I stood up quickly startling the people around me, but luckily, I did not attract unnecessary attention. However, I dreaded and I did not know what to do next. I rushed to a nearby counter to ask for help. I tried expressing myself, but I could not I was nervous and breathless. I gave her my travel documents. Luckily, she helped me. I did not understand how I found myself on the plane, but I did not miss my flight anyway.
The next day I was in my hometown. I was happy to see my mother and she was happy to see me too. Although she was weak, her condition was not as bad as I had feared it would be. She had undergone a surgery three weeks before. She had been assured that she was now in remission after a successful surgery and a round of chemotherapy.
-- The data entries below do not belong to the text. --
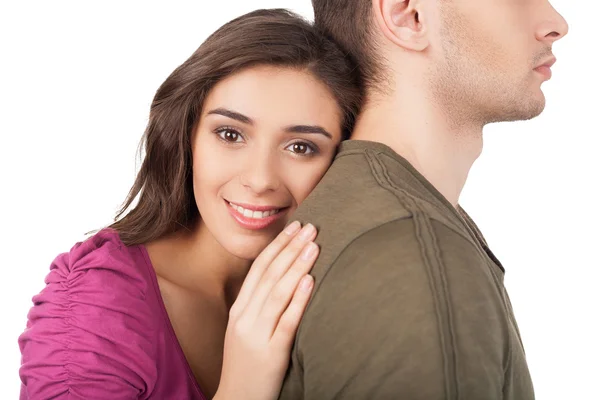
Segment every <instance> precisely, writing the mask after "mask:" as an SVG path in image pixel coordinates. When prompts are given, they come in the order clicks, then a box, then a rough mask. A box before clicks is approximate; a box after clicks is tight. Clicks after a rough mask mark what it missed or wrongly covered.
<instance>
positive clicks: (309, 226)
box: [300, 224, 315, 240]
mask: <svg viewBox="0 0 600 400" xmlns="http://www.w3.org/2000/svg"><path fill="white" fill-rule="evenodd" d="M314 231H315V227H314V226H312V224H306V225H304V228H302V232H300V239H302V240H308V239H310V237H311V236H312V234H313V233H314Z"/></svg>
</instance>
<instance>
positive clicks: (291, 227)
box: [284, 221, 300, 235]
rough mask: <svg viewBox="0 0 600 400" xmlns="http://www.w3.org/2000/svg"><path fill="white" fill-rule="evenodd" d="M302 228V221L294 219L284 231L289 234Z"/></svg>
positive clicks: (294, 232)
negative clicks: (299, 220)
mask: <svg viewBox="0 0 600 400" xmlns="http://www.w3.org/2000/svg"><path fill="white" fill-rule="evenodd" d="M299 229H300V222H298V221H294V222H292V223H291V224H289V225H288V226H287V228H285V230H284V232H285V233H286V234H288V235H293V234H294V233H296V232H298V230H299Z"/></svg>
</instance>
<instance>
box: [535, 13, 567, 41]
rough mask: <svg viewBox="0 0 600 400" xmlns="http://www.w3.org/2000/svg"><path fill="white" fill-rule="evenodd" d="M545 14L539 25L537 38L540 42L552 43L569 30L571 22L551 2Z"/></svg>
mask: <svg viewBox="0 0 600 400" xmlns="http://www.w3.org/2000/svg"><path fill="white" fill-rule="evenodd" d="M543 15H544V19H543V21H542V22H541V23H540V24H539V26H538V29H537V32H536V38H537V40H539V41H540V42H545V43H546V44H548V45H552V44H553V43H554V42H556V41H557V40H560V39H562V38H563V37H564V36H565V35H566V34H567V33H568V32H569V24H568V23H567V21H566V20H565V19H564V17H563V16H562V15H560V14H559V13H558V11H556V9H555V8H554V7H552V5H551V4H550V3H547V6H546V8H545V10H544V13H543Z"/></svg>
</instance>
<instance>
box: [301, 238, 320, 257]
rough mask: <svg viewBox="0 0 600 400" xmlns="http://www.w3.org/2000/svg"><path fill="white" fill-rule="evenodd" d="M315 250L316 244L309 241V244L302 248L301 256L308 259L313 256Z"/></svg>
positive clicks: (315, 248)
mask: <svg viewBox="0 0 600 400" xmlns="http://www.w3.org/2000/svg"><path fill="white" fill-rule="evenodd" d="M316 251H317V245H316V244H314V243H313V242H310V243H309V244H307V245H306V247H305V248H304V250H302V255H301V257H302V259H303V260H304V261H308V260H310V259H311V258H312V257H313V255H314V254H315V252H316Z"/></svg>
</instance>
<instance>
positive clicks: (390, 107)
mask: <svg viewBox="0 0 600 400" xmlns="http://www.w3.org/2000/svg"><path fill="white" fill-rule="evenodd" d="M404 88H405V91H404V92H403V96H402V97H398V96H396V97H387V98H385V99H378V100H370V101H369V102H368V103H367V105H366V106H365V107H364V109H363V112H362V114H361V116H360V118H359V119H358V121H357V123H356V127H355V130H354V132H353V134H352V136H351V139H356V140H369V141H373V142H380V143H383V144H385V145H387V146H389V147H390V148H391V149H392V150H394V151H395V152H396V153H398V154H399V155H401V156H402V157H404V158H405V159H406V160H408V162H410V163H411V165H412V166H413V167H415V169H416V170H417V171H419V172H420V173H421V174H422V175H423V176H424V177H425V178H426V179H427V180H428V181H429V182H430V183H431V184H432V185H433V186H434V187H435V188H436V189H437V190H438V191H439V192H440V193H441V194H442V195H443V196H444V197H445V198H446V199H447V200H448V201H449V202H450V203H451V204H452V205H454V206H455V207H457V206H458V200H459V197H460V194H461V192H462V189H463V187H464V185H465V183H466V180H467V176H468V174H469V170H470V169H471V166H472V165H473V163H474V162H475V160H476V159H477V157H479V155H480V154H481V151H482V148H483V138H482V131H483V124H478V123H475V122H471V123H465V122H464V121H463V122H458V121H456V120H455V119H452V118H451V117H448V116H447V113H445V112H444V111H443V110H442V109H441V107H437V106H436V105H435V104H433V103H432V101H431V100H430V99H429V98H428V96H427V94H426V91H425V90H423V88H421V89H419V88H418V87H417V85H414V86H413V87H410V86H408V85H407V86H405V87H404ZM429 97H431V96H429Z"/></svg>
I was happy to hear that.
My story is one of the rare cancer cases in our country and around the globe. Very few people are cancer survivors. My mother is one of them and I am happy for her. She gives me hope when I look at her. She motivates me when I am downcast. After spending a week with her and the rest of family members, I came back to the USA to pursue my career. From the time I came back, my grades have improved significantly. I can confidently say that I am one of the best students in the engineering department. My story is an inspiration to the downcast students. They should not give up no matter the intensity of their battles. I fought my mother’s cancer battle and overcame it while I was in a foreign country. They too should fight their battles. They will definitely come out victoriously.